初期研修必須化、産科救急の増加、女性医師の増加で現在の産婦人科医療を取り巻く環境、特に若手医師のリクルートには厳しいものがあります。大学の本当の意味での仕事は優秀な人材の輩出ですので、長期的な人材育成の観点に立って、将来の徳島大学産婦人科を背負う人材育成の基盤を作って行きたいと思います。最近の入医者は毎年4名程度であり、なかなか以前の勢いは取り戻していませんが、幸いやる気のある優秀な人材が入局していますので、教室員一丸となって育てて行きたいと思います。

 そのために、学部から卒後10年目頃までのサブスペシャリティの専門医資格を取るまでの間について、明確な研修プログラムを作成して、レベルの高い産婦人科医の養成を目指したいと思います。特に、学部から初期研修時代(入局前)には、この点を視野に入れた初期計画として産婦人科医療に馴染む工夫をしたいと考えております。また、卒後3年目からの中期研修(入局後)では、産婦人科専門医を取るまでの明確な研修プログラムを設定し、専門医制度への対応(産婦人科一般の研修)を行いたいと思います。
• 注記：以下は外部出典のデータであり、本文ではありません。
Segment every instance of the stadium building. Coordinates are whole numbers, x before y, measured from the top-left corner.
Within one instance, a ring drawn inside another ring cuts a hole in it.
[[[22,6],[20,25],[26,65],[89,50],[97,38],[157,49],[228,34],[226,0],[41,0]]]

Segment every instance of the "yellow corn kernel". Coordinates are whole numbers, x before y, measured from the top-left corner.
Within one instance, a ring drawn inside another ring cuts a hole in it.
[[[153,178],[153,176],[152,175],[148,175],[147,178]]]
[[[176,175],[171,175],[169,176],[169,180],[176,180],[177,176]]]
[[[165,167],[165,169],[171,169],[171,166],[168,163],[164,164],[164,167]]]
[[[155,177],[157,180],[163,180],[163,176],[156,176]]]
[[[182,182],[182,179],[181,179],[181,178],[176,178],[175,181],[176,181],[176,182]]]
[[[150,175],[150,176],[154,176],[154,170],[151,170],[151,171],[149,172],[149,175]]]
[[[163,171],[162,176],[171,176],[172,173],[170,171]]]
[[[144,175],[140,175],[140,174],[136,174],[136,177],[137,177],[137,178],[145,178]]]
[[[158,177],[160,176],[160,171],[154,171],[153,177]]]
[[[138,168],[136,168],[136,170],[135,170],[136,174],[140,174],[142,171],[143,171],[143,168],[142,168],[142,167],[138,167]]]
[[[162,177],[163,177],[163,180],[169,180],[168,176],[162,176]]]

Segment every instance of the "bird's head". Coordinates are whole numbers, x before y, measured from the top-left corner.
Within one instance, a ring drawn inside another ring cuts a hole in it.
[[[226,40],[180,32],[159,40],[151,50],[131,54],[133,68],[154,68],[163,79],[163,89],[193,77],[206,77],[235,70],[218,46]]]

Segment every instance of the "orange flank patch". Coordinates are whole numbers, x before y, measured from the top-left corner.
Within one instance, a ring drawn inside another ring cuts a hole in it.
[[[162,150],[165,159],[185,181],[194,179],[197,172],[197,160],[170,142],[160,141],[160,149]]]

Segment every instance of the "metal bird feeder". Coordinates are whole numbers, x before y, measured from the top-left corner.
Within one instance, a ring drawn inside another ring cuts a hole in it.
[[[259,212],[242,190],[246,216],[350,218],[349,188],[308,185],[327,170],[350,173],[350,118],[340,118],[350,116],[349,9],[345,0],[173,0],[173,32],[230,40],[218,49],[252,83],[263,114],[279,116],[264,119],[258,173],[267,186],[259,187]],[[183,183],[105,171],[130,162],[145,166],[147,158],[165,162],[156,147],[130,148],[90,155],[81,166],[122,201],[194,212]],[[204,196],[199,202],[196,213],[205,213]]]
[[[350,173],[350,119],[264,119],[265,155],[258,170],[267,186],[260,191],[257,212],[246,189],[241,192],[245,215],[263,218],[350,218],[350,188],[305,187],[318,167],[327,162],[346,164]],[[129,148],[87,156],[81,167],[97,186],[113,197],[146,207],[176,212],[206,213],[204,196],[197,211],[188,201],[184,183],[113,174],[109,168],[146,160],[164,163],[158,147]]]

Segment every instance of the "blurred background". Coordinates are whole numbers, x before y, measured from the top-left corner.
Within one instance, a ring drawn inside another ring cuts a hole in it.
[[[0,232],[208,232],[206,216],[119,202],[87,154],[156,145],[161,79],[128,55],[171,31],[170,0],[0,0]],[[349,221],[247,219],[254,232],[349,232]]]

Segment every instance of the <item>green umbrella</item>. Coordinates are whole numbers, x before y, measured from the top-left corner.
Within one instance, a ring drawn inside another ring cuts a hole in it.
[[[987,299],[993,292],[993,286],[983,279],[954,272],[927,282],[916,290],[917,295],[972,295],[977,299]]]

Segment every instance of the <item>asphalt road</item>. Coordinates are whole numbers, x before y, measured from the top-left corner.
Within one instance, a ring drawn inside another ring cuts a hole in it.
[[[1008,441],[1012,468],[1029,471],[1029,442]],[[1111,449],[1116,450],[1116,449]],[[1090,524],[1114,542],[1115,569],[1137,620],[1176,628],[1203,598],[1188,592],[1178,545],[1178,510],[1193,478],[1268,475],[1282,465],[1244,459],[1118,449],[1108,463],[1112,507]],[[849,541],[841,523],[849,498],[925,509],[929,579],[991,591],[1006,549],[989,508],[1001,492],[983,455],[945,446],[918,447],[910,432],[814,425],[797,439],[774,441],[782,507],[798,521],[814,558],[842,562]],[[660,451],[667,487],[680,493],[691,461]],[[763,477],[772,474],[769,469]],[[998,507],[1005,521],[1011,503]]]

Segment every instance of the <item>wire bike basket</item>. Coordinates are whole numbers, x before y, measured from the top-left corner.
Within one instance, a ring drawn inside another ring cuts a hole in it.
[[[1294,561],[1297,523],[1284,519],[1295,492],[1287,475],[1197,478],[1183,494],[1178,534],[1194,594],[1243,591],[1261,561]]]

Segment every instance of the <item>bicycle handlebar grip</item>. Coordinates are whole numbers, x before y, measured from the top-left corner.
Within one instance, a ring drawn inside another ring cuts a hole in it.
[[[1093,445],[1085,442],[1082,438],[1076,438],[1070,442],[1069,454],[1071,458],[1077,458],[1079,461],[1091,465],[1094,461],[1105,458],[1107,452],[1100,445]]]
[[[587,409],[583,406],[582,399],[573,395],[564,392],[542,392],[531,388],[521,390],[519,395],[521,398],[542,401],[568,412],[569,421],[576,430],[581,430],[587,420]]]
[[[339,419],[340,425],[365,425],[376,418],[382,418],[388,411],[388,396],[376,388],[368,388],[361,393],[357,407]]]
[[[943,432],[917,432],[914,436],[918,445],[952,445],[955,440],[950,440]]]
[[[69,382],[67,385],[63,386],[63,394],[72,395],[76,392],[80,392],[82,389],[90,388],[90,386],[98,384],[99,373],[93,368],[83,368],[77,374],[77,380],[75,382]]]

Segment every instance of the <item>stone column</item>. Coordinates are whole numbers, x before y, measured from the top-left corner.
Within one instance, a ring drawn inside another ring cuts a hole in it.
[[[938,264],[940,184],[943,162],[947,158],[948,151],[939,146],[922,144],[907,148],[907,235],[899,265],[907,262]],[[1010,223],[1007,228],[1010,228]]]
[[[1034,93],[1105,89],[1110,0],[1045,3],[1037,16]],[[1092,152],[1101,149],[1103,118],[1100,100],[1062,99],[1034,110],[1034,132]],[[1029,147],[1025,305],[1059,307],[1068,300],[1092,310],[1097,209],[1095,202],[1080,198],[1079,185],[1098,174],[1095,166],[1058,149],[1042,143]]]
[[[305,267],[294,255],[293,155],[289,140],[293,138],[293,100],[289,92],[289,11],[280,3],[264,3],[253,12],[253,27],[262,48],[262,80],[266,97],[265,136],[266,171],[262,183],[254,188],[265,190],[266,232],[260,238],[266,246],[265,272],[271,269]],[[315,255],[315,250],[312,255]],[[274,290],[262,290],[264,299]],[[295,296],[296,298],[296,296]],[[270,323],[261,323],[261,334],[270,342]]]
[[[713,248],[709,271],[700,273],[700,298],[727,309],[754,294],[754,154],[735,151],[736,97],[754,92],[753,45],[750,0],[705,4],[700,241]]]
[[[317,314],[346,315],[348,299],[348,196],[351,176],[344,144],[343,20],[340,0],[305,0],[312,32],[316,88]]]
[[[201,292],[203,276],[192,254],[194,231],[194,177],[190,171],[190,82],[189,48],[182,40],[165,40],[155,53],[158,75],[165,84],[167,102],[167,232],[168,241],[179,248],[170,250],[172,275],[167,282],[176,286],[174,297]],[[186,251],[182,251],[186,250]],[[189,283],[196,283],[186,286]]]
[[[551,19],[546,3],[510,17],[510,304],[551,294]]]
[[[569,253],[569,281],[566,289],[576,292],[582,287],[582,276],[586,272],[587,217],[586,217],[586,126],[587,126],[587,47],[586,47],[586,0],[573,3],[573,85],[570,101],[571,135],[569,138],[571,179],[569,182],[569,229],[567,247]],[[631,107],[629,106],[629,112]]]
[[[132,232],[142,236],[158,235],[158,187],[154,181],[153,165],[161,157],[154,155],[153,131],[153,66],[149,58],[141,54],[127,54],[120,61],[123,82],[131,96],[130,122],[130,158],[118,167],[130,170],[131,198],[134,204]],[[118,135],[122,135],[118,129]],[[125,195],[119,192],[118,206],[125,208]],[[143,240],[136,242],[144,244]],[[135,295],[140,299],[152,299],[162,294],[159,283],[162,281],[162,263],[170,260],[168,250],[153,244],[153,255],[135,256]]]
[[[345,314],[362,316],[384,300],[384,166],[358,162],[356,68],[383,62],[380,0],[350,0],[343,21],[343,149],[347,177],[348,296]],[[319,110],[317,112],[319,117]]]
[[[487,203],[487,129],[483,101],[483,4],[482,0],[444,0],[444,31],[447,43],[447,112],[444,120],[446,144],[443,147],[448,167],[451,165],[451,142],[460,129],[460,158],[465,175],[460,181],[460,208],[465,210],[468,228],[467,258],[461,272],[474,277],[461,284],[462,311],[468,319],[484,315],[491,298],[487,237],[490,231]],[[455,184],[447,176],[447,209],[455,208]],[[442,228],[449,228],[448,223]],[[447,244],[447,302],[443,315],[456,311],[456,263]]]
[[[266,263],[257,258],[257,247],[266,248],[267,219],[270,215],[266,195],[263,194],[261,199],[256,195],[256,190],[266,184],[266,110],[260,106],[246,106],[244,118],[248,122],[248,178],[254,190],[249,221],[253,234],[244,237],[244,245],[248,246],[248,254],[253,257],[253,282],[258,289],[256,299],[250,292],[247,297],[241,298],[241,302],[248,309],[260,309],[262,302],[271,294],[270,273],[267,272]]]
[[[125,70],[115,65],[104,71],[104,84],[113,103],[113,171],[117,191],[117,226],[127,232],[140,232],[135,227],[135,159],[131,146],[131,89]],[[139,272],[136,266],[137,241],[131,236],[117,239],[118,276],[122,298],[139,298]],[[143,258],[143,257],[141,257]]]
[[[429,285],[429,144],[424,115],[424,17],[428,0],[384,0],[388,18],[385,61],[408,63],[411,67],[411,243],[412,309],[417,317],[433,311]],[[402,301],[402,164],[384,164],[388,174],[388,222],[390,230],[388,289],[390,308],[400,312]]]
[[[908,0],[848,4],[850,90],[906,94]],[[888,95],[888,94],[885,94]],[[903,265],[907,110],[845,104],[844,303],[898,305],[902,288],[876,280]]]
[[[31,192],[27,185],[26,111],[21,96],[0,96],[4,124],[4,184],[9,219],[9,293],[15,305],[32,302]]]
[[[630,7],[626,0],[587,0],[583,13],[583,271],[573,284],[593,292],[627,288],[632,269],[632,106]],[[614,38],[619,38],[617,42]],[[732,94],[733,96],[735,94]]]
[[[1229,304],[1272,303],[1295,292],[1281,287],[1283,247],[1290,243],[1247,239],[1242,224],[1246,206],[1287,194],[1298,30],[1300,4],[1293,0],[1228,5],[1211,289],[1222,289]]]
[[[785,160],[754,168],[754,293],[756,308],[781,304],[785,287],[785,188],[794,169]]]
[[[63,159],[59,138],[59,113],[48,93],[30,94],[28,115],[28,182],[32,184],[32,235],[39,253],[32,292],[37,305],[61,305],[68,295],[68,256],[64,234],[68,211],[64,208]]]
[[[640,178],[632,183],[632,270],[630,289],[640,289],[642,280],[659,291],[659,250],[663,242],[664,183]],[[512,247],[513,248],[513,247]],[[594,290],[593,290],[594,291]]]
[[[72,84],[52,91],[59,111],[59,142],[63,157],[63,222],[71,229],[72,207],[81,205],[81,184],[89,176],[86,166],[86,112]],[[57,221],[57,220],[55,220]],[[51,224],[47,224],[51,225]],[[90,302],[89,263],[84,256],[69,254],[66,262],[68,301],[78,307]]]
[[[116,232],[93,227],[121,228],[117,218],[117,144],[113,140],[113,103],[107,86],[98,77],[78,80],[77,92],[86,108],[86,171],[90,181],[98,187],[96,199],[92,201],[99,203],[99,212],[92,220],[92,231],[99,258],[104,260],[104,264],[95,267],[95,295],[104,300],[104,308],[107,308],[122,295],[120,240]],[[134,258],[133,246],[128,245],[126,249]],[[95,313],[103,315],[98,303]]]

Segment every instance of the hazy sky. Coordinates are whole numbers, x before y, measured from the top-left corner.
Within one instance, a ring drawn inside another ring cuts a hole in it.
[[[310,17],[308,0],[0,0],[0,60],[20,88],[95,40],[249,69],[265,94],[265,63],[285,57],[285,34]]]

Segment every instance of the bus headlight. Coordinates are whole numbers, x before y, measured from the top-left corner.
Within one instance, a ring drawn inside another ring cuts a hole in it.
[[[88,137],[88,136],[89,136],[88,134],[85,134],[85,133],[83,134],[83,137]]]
さらに、卒後後期研修ではサブスペシャリティ(周産期専門医、婦人科腫瘍専門医生殖医療専門医、内分泌専門医・女性医学専門医、産婦人科内視鏡認定医、乳癌検診認定医など)を考慮に入れた研修を行いたいと思います。

(2)高度医療の実践

 徳島大学病院での産科婦人科の目標として、1)全国屈指の不妊治療センターになること、2)総合周産期母子医療センターとして、東四国から淡路島にまたがる産科救急医療を支えること、3)四国東部の産婦人科腫瘍センターになること、4)新しい分野である女性総合医療へ取組(例えば乳癌、性差医療など)を定着させること、5)徳島大学病院の診療科として、地域医療連携・関連病院との連携を図ること、の5点を重点的に進めたいと思います

(3)研究体制の強化

 産婦人科の4研究分野(周産期、婦人科腫瘍、不妊内分泌、女性医学)について、国際的に通用する研究を進めたいと思います。そのため、研究体制・テーマを見直し、外部資金の積極的な獲得を勧めるとともに、外国からの大学院生の積極的な受け入れも検討して行きたいと思います。